Corresponding Author: Roland E. Kontermann, Institut für Zellbiologie und Immunologie, Universität Stuttgart, Allmandring 31, 70569 Stuttgart, Germany.
Mol Cancer Ther. 2014 Jan;13(1):101-11. doi: 10.1158/1535-7163.MCT-13-0396. Epub 2013 Oct 3.
We applied the immunoglobulin E (IgE) heavy-chain domain 2 (EHD2) as the covalently linked homodimerization module to generate antibody-scTRAIL fusion proteins. By fusing a humanized single-chain fragment variable (scFv) directed against EGFR to the N-terminus of the EHD2 and a single-chain derivative of TRAIL (scTRAIL) to the C-terminus of the EHD2, we produced a dimeric, tetravalent fusion protein. The fusion protein retained its binding activity for EGFR and TRAIL receptors. In vitro, the targeted antibody-scTRAIL fusion protein exhibited an approximately 8- to 18-fold increased cytotoxic activity compared with the untargeted EHD2-scTRAIL fusion protein. This resulted in increased antitumor activity in a subcutaneous Colo205 xenograft tumor murine model. In summary, the scFv-EHD2-scTRAIL fusion protein combines target cell selectivity with an increased TRAIL activity leading to improved antitumor activities.
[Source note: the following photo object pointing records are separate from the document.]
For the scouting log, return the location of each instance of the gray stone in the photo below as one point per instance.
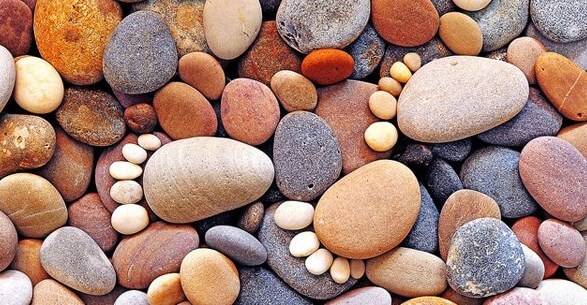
(306, 155)
(560, 20)
(537, 118)
(484, 259)
(141, 56)
(494, 171)
(319, 24)
(237, 244)
(501, 22)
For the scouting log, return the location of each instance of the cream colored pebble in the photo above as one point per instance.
(340, 271)
(383, 105)
(304, 244)
(319, 262)
(294, 215)
(134, 153)
(381, 136)
(149, 142)
(126, 192)
(129, 219)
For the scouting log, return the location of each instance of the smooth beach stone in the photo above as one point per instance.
(564, 83)
(408, 272)
(261, 286)
(537, 118)
(15, 287)
(70, 256)
(461, 207)
(299, 138)
(208, 277)
(495, 171)
(464, 101)
(268, 55)
(555, 173)
(183, 112)
(213, 179)
(89, 214)
(301, 24)
(230, 27)
(380, 199)
(32, 203)
(484, 259)
(184, 19)
(70, 168)
(26, 142)
(91, 116)
(405, 23)
(345, 107)
(501, 21)
(141, 55)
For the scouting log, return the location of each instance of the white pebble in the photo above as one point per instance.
(294, 215)
(304, 244)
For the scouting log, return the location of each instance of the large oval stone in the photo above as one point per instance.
(369, 211)
(456, 97)
(192, 179)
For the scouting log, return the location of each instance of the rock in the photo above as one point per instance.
(485, 259)
(70, 256)
(381, 199)
(405, 23)
(208, 277)
(230, 27)
(141, 55)
(494, 171)
(214, 168)
(564, 83)
(32, 203)
(408, 272)
(345, 107)
(465, 90)
(553, 172)
(26, 142)
(501, 21)
(183, 112)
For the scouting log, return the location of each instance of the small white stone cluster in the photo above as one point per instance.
(297, 215)
(130, 218)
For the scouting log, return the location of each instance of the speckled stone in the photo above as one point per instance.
(141, 55)
(537, 118)
(302, 26)
(485, 259)
(494, 171)
(299, 138)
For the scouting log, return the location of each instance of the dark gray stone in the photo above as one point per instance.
(306, 155)
(484, 259)
(494, 171)
(141, 56)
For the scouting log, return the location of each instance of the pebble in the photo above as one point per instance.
(301, 25)
(72, 257)
(537, 118)
(405, 23)
(208, 277)
(379, 222)
(141, 56)
(554, 172)
(73, 37)
(91, 116)
(462, 85)
(32, 203)
(408, 272)
(495, 171)
(485, 259)
(159, 249)
(249, 111)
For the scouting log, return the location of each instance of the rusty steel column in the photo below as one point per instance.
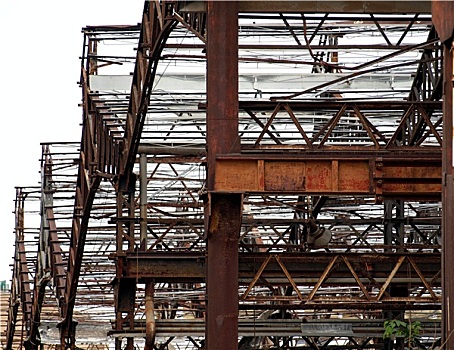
(222, 211)
(442, 15)
(447, 201)
(149, 315)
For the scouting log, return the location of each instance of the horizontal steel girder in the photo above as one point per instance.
(303, 268)
(270, 327)
(409, 175)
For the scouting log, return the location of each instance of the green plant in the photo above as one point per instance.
(400, 329)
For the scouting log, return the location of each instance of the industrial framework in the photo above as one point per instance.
(250, 175)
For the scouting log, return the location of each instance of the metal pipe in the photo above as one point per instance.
(143, 201)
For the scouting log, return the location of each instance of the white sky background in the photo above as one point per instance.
(41, 42)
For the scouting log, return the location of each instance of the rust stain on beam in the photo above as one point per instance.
(360, 176)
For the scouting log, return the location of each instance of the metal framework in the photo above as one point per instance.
(250, 175)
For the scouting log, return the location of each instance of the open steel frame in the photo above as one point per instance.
(250, 175)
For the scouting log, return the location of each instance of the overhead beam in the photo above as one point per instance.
(409, 176)
(321, 6)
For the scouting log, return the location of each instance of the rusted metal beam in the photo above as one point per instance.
(330, 174)
(222, 211)
(190, 266)
(443, 12)
(374, 6)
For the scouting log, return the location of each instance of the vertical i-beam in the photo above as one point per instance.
(448, 199)
(442, 15)
(222, 210)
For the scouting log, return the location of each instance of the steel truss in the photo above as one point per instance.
(298, 206)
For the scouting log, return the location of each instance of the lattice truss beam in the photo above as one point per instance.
(340, 126)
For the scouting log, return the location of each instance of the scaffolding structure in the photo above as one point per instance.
(250, 175)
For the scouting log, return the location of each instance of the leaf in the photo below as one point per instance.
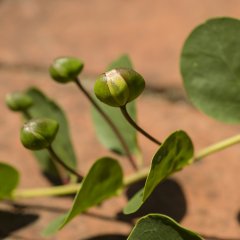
(134, 203)
(44, 107)
(104, 133)
(104, 180)
(210, 67)
(160, 227)
(175, 153)
(9, 178)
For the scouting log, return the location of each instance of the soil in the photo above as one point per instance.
(203, 197)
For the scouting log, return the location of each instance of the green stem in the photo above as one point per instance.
(110, 123)
(63, 164)
(134, 124)
(140, 175)
(217, 147)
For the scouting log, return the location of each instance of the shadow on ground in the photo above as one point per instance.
(11, 222)
(108, 237)
(168, 198)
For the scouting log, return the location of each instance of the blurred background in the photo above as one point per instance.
(152, 33)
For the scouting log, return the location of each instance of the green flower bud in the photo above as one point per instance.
(18, 101)
(65, 69)
(119, 86)
(38, 134)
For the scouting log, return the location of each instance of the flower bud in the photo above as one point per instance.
(65, 69)
(18, 101)
(38, 134)
(119, 86)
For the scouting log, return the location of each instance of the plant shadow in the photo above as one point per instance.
(12, 221)
(167, 198)
(108, 237)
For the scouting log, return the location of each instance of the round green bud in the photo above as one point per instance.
(119, 86)
(18, 101)
(65, 69)
(39, 133)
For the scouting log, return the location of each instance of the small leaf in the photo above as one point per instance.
(134, 203)
(9, 178)
(44, 107)
(53, 227)
(104, 180)
(210, 67)
(104, 133)
(172, 156)
(160, 227)
(175, 153)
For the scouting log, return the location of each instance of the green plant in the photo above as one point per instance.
(210, 67)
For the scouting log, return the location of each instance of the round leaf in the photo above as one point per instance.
(210, 67)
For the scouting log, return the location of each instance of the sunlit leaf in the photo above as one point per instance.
(210, 66)
(9, 178)
(175, 153)
(104, 180)
(160, 227)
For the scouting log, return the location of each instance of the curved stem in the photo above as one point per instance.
(109, 121)
(140, 175)
(64, 165)
(133, 123)
(217, 147)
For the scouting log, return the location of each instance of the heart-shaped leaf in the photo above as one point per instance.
(104, 180)
(175, 153)
(9, 178)
(160, 227)
(104, 133)
(210, 67)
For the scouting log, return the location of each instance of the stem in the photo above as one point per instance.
(110, 123)
(134, 124)
(140, 175)
(71, 188)
(60, 161)
(46, 192)
(26, 114)
(217, 147)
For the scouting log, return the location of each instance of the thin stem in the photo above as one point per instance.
(217, 147)
(140, 175)
(110, 123)
(60, 161)
(46, 192)
(70, 188)
(134, 124)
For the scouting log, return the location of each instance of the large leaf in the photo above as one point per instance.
(175, 153)
(104, 180)
(104, 133)
(210, 66)
(160, 227)
(44, 107)
(9, 178)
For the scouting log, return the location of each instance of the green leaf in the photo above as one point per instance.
(210, 67)
(175, 153)
(160, 227)
(9, 178)
(104, 133)
(44, 107)
(104, 180)
(134, 203)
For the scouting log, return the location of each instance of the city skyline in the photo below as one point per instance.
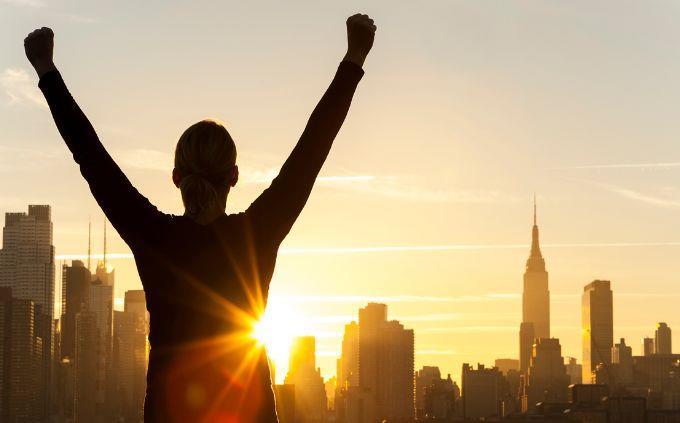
(285, 307)
(425, 203)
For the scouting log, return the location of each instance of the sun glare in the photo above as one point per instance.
(275, 331)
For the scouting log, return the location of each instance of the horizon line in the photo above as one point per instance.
(409, 248)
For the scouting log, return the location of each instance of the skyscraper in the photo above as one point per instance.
(622, 362)
(27, 267)
(647, 346)
(348, 369)
(86, 369)
(130, 357)
(386, 364)
(27, 256)
(526, 342)
(535, 299)
(480, 394)
(662, 339)
(75, 295)
(22, 394)
(310, 391)
(101, 307)
(546, 379)
(597, 326)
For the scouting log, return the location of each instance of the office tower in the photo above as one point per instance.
(526, 343)
(386, 360)
(440, 399)
(86, 368)
(655, 371)
(435, 397)
(662, 339)
(574, 370)
(27, 257)
(331, 387)
(310, 392)
(27, 266)
(546, 380)
(285, 403)
(130, 358)
(647, 346)
(101, 307)
(480, 394)
(506, 364)
(22, 393)
(75, 295)
(597, 326)
(356, 405)
(622, 362)
(425, 377)
(348, 370)
(535, 298)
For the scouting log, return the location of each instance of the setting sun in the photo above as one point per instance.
(275, 330)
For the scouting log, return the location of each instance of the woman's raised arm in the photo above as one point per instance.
(130, 213)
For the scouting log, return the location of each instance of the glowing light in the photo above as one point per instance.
(275, 330)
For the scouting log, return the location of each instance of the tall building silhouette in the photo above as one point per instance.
(647, 346)
(348, 366)
(597, 326)
(662, 339)
(27, 267)
(526, 342)
(101, 307)
(75, 296)
(480, 396)
(535, 299)
(546, 379)
(310, 391)
(27, 256)
(22, 393)
(85, 370)
(130, 355)
(386, 364)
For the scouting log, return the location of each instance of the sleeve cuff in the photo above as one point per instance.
(48, 78)
(351, 69)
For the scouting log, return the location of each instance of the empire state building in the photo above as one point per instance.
(535, 300)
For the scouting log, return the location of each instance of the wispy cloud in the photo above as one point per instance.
(25, 3)
(661, 199)
(427, 351)
(642, 197)
(621, 166)
(21, 88)
(14, 159)
(421, 248)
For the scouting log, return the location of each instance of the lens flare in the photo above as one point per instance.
(275, 330)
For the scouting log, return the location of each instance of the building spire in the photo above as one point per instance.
(535, 257)
(89, 242)
(104, 243)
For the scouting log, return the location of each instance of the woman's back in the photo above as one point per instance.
(205, 286)
(205, 274)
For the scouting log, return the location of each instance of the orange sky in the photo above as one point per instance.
(467, 108)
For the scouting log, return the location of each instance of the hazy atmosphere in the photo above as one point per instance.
(467, 109)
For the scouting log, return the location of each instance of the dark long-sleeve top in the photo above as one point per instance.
(205, 284)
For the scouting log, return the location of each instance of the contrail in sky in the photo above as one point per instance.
(622, 166)
(414, 248)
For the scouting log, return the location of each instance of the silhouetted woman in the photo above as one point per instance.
(206, 274)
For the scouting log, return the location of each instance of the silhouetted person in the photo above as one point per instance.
(206, 274)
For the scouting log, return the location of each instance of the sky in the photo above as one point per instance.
(467, 109)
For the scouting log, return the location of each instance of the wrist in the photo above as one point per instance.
(42, 68)
(355, 57)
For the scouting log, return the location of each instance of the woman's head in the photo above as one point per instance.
(205, 169)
我们应用免疫球蛋白 E(IgE)重链结构域 2(EHD2)作为共价连接的同二聚化模块,生成抗体-scTRAIL 融合蛋白。通过将针对 EGFR 的人源化单链片段可变区(scFv)融合到 EHD2 的 N 端,将 TRAIL 的单链衍生物(scTRAIL)融合到 EHD2 的 C 端,我们产生了二聚体、四价融合蛋白。融合蛋白保留了其对 EGFR 和 TRAIL 受体的结合活性。在体外,与非靶向 EHD2-scTRAIL 融合蛋白相比,靶向抗体-scTRAIL 融合蛋白的细胞毒性活性增加了约 8 至 18 倍。这导致在 Colo205 皮下异种移植肿瘤小鼠模型中抗肿瘤活性增加。总之,scFv-EHD2-scTRAIL 融合蛋白将靶细胞选择性与增加的 TRAIL 活性相结合,从而提高抗肿瘤活性。